Erkeğin hegemonyası; ‘erkeklerin, kadınlardan bir üstün derecesi vardır’la, pekiştirilecek, ‘kadının şeri, şeytanın şerine eşittir’le kişilikleri örselenip, sindirilerek, stabilizeleştirileceklerdi.

Haremlik, selamlık ayrımında, din, ev, çocukla kuşatılacakları, çevrim içi, yalıtılmış dünyalarında, herkesin aynı yaşamı sürdürdüğünü zannettiklerinden, erkeklerle birlikte, eşitlik şiarlarıyla yola düşenlerden, 119 yıl sonra, duvarları aştığından duyacakları hürriyeti, ‘dışarıda, ne satılıyor’ telaşında, yine erkeklerine soracaklardı.

Cumhuriyet’te, başlangıçta, eskinin reddin de, belki samimiyetle arzulanan, kadınların, toplumsal yaşamda etkinliği, yeni yol haritası batıllaşma adına yapılacak reformlar, o güne değin yok sayılanlar açısından, azımsanmayacak kazanım sayılacaktı.

Ancak, eskiyi yönetenlerin, hemen, hemen aynı pozisyonlarının, yenide devamında, geçmişin etkisinde, tutuculuklarının direngenliğine, ataçlayacakları, ihtilalciliklerinde, değişimsembolleştirilecekti. ‘Kendin alabileceğin bir hakkı asla, başkasının sana vermesine izin verme’ mücadelesinin eksikliğinde, verilen, verenin uhdesinde olacağından, medeniliklerini ispatlama yükümlülüğünde, her kurumda, söylediklerinin dışına çıkmayacak kadınlar, yönetime getirilirken, haklarının üzerinde, erkeğin velayeti de yıllara devredecekti.

Bir devletin yıkılışıyla birlikte çoğalacak, ithal yasalarla, devlet dizaynında, olanaklar, devletin temsilcisi erkeklerin referesinde ki, kadınlara sunulacaktı.

Koltuğun altına alınanın, sahibinden daha tehlikeli olacağı ortamda, erkeklerden öğrenecekleri, kimim biliyor mus unun ardındaki, erkeğim kim bilmiyorsun gözdağında, erkeğinin yaptığı işi anlamayan, güzellikleri, sosyal aktivite; kermesleri, yardım sevenler derneklerini kurmaları, birincil meziyet gösterilecek, hanımefendiler, topluma mal edileceklerdi.
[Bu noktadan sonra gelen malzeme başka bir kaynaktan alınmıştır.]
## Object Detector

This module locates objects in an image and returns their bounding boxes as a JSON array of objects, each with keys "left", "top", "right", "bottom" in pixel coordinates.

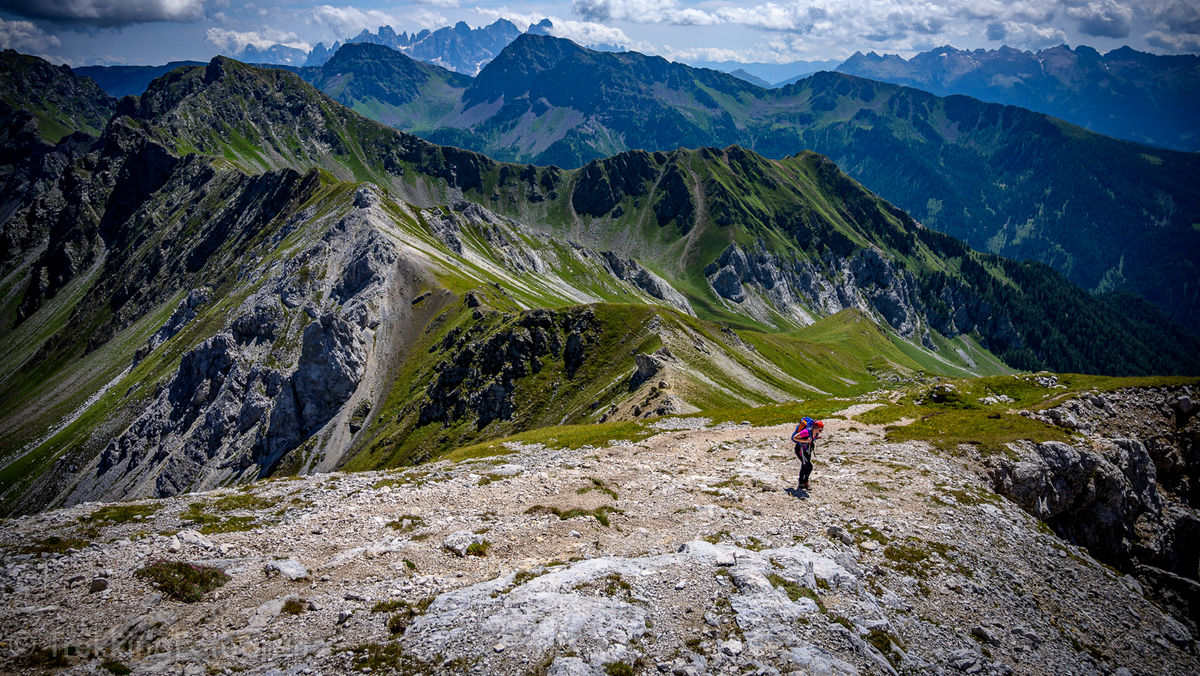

Artık, Beylerbeyi, Yıldız saraylarında değil, Ankara Palas’ın, Köşklerin balo salonlarında, Fransız, İtalyan markalı topuklu ayakkabıları, şapkaları, ipek elbiseleriyle arz-ı endam edecekler, ışıltılı avizeler altında dans etmeyi, kelimelerin arasına serpiştirecekleri Frenkçe sözcükleri, görünümü, çağdaşlıkla eşleştireceklerdi Bu, Cumhuriyet’in vitrini, first class yolcuların dışındakilerin yaşamlarında, cumbaların yerini, demirli balkonlar, pencereler alır, çoğunluk haklarını dahi okuyamazken, eşitsizliğin içinde eşitlik varmışçasına, ‘kadınlara, haklarını veren ilk ülkelerdeniz’ propagandası da gerçekleşenin zıtlığında, sözde kalacaktı.

‘Kadınlarımız için asıl mücadele alanı, asıl zafer kazanılması gereken alan, biçim ve kılıkta başarıdan çok, ışıkla, bilgi ve kültürle, gerçek faziletle süslenip, donanmaktır.’ söylevini destekleyen politikaların, yasaların, öz güveni sağlayacak gelirin, eğitimin mahrumiyetinde, konumları erkeklerin ardında ve yol vermelerini dilemeyle sınırlandığından, düşlerini, Atatürk Bulvarlarına bırakıp, umutlarını, başka zamana erteleyeceklerdi.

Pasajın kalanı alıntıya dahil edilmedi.